I think so. I believe "X is of class Y" and "X is an instance
of Y" mean that (class-of X) is Y or a subclass of Y, rather than
(eq (class-of X) Y).
This whole terminology issue would be easier if we up front indicated
that classes are used to reify Common Lisp types specified by (most of)
the type specifer symbols. Hence, we could use the expression "x is of
type array" in its usual sense (any subtype will do), and
(typep x (class-name class))
is the same as
(classp x class)
What do you think about extending typep to allow
(typep x class).
Another implication of going to this terminology is that we could say
class C1 is a subtype of class C2 meaning that C1 is C2 or is some
subclass of C2.
Another terminological suggestion. To eliminate the two uses of the
term "metaclass", I suggest that we reserve metaclass to mean a class
whose instances are classes, and use the term "metatype" to refer to the
relationship of an instance to the class of its class, that is
"it is the metatype of an instance that determines its implementation."
Well, it's pretty weird that symbols are turned into class
objects but QUOTE-expressions are not. This doesn't generalize
very well to the extension to supporting other Common Lisp type
specifiers.
This does generalize in the sense that classes correspond to type
symbols, and list expressions correspond to list type specifiers.

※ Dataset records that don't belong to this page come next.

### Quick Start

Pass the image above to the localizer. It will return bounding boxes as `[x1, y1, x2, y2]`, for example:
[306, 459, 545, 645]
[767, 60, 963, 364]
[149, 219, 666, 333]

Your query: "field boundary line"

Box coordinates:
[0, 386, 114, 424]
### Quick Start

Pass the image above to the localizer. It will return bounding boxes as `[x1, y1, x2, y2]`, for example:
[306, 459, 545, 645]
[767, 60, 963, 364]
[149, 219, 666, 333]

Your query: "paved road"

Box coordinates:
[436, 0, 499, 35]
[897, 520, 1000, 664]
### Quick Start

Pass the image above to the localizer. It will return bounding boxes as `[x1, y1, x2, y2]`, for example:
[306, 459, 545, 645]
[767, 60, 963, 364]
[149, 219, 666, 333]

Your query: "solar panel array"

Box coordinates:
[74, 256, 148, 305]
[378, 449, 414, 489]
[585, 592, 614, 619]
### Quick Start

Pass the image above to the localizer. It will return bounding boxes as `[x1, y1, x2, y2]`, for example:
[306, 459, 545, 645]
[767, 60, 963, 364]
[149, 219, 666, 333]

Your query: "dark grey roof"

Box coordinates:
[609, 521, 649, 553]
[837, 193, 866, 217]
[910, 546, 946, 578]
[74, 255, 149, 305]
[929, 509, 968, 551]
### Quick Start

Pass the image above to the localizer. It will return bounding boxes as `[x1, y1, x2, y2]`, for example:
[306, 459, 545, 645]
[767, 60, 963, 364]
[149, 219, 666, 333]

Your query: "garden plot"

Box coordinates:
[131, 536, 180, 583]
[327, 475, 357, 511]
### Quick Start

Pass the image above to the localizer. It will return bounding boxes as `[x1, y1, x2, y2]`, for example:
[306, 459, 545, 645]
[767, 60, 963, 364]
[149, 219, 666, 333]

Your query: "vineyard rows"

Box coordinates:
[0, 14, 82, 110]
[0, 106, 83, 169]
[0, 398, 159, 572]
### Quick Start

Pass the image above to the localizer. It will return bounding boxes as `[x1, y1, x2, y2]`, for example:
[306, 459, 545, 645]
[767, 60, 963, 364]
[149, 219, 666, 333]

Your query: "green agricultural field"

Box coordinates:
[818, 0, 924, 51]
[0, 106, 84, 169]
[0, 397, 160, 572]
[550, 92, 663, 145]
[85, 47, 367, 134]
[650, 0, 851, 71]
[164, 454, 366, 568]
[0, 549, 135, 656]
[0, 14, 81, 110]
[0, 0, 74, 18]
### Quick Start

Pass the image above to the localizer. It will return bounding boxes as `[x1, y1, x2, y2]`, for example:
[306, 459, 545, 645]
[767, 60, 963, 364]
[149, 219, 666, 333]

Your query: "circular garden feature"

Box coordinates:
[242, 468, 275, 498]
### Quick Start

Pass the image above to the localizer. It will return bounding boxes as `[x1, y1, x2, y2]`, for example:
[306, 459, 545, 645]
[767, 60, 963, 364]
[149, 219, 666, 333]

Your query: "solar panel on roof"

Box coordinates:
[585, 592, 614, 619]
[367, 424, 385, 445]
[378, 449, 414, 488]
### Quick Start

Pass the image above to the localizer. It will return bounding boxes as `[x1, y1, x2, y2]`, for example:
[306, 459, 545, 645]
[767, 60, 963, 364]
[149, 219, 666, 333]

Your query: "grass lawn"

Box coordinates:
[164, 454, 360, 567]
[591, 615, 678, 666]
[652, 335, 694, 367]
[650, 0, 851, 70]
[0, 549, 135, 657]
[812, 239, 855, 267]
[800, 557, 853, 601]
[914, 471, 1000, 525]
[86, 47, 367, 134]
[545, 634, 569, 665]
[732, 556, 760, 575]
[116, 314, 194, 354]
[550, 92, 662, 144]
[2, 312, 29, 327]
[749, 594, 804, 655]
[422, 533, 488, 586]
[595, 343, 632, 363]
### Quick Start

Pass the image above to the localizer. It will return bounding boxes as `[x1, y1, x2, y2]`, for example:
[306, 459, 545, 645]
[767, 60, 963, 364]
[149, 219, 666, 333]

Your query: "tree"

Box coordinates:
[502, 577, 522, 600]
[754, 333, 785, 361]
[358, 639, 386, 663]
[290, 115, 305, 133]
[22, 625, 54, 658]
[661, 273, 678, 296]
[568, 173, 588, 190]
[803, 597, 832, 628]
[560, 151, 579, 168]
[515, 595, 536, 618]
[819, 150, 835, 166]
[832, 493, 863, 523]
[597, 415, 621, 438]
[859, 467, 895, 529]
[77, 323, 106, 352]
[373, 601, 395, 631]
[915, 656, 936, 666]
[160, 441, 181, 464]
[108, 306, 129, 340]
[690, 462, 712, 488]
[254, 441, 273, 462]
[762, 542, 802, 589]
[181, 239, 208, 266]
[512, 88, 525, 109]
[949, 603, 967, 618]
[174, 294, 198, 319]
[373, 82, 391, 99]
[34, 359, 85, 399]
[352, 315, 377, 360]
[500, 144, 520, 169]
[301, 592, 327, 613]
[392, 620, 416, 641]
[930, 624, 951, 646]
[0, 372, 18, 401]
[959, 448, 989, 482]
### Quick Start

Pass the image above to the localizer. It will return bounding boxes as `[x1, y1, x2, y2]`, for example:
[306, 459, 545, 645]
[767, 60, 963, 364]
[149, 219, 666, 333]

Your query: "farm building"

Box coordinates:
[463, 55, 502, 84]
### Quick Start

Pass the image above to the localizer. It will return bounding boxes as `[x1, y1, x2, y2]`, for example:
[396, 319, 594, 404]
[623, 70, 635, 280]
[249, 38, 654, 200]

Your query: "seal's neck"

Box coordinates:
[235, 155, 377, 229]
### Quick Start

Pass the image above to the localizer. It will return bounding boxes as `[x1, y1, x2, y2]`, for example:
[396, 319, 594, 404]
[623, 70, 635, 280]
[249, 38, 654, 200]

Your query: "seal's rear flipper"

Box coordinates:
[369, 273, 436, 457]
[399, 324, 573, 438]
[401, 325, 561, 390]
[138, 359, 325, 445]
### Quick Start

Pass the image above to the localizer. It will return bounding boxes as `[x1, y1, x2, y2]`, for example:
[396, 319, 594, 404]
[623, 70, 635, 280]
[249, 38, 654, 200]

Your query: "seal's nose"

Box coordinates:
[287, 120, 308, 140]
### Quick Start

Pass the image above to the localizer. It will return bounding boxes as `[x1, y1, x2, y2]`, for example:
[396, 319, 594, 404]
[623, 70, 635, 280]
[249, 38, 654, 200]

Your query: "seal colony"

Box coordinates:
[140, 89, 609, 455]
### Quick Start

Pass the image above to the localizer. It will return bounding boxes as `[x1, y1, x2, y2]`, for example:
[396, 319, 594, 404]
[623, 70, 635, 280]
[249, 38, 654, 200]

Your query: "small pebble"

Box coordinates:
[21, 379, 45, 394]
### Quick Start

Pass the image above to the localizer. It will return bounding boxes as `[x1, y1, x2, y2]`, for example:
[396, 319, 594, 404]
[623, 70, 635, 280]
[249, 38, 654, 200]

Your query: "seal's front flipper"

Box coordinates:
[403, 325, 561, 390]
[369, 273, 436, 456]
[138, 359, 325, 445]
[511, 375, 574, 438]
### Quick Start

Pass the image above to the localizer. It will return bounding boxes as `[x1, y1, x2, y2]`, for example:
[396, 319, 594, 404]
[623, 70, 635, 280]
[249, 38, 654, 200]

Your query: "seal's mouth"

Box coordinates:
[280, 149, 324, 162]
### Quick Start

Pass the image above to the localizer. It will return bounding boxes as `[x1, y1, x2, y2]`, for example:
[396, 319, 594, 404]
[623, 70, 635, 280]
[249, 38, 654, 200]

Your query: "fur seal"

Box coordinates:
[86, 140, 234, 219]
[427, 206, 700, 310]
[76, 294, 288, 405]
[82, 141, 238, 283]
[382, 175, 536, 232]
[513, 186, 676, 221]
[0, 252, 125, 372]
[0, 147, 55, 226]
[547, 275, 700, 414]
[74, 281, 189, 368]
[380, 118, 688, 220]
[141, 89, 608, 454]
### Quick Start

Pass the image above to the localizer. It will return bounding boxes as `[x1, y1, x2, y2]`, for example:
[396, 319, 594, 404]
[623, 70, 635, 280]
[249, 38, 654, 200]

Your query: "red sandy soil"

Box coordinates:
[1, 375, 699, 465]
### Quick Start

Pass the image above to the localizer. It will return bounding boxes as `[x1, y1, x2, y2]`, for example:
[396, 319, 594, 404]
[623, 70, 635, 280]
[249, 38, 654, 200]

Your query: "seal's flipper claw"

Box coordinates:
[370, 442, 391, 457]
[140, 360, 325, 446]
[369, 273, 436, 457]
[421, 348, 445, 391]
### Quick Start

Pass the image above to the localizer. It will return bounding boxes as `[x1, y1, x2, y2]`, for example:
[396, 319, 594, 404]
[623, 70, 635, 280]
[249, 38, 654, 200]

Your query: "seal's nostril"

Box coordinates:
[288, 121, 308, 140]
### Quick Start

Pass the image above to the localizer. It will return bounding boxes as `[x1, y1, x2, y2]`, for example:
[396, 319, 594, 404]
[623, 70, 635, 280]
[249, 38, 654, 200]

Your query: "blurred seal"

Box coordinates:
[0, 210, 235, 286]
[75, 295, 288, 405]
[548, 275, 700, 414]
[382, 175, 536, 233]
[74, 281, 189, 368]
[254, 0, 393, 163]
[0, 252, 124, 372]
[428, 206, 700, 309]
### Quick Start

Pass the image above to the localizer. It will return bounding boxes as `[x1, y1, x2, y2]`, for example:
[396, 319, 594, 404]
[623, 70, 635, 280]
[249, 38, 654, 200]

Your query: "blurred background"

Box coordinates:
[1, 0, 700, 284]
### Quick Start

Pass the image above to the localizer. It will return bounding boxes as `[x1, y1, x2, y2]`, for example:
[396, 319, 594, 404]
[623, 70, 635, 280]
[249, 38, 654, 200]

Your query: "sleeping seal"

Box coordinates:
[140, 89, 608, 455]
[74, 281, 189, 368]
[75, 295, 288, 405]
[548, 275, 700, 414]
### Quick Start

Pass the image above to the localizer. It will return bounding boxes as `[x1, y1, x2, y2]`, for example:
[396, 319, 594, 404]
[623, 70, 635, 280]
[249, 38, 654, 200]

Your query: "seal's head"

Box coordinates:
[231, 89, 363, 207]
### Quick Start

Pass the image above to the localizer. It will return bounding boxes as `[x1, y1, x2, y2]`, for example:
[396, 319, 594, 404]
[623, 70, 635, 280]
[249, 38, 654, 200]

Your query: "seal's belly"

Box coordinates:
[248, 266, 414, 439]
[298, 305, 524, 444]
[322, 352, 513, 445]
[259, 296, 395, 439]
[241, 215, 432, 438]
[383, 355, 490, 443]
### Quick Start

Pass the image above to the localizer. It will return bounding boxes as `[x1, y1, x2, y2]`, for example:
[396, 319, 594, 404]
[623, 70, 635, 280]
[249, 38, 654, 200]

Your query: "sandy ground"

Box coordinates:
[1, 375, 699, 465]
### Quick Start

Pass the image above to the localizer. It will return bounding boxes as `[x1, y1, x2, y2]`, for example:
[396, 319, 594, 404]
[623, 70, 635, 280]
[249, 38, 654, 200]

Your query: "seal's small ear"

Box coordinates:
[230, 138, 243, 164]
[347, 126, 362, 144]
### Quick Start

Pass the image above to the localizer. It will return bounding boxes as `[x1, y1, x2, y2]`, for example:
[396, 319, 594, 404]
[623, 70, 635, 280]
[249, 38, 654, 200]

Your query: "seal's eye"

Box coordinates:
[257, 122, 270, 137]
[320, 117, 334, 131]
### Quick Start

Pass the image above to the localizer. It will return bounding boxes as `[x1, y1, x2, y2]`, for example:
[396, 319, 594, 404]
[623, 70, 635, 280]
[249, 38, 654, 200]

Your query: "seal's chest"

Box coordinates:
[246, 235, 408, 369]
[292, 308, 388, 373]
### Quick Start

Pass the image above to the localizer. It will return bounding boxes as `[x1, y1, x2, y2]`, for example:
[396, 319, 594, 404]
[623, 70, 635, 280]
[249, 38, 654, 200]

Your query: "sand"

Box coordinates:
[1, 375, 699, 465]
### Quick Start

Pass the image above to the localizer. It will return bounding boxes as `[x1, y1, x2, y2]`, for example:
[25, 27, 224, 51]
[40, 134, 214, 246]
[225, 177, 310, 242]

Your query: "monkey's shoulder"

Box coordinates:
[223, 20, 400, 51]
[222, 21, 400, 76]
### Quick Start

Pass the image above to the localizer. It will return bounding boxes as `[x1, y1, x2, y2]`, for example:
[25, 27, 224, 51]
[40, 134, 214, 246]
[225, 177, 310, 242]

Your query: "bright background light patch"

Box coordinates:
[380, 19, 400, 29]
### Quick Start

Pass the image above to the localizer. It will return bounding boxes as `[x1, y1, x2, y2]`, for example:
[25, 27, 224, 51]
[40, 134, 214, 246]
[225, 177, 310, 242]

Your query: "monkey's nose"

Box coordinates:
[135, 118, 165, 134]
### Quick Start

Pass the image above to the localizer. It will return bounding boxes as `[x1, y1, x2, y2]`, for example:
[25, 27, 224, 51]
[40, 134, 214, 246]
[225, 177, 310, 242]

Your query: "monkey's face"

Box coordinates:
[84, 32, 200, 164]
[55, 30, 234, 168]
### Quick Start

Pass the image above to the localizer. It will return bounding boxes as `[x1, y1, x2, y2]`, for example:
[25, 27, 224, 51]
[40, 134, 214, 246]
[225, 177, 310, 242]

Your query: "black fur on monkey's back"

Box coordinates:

(QUOTE X) means (MEMBER (X)). Thus the language generalizes in
correspondence to CLtL. A second answer is that this is the internal
representation of add-method etc. and is designed to keep dependence on
names
Of course it makes get-method and related functions useless
until we put in the supporting functions such as class-named. Is
there any reason that these aren't documented already?
I sent one message describing them already. The only issue I know is
what class-name should do if the class has no name. Two options are:
1) Signal an error
2) class-name has a second optional argument which is the value returned
if class has no name.
(class-named name &optional no-error-flag)
returns the class with the name given or signals an error.
Do you Gregor, or anyone else, have a list of these missing
functions? I'm not talking about the full meta-object protocol,
just the functions needed to program at the next level of
abstraction below the defxxx macros.
I will get a message out about these.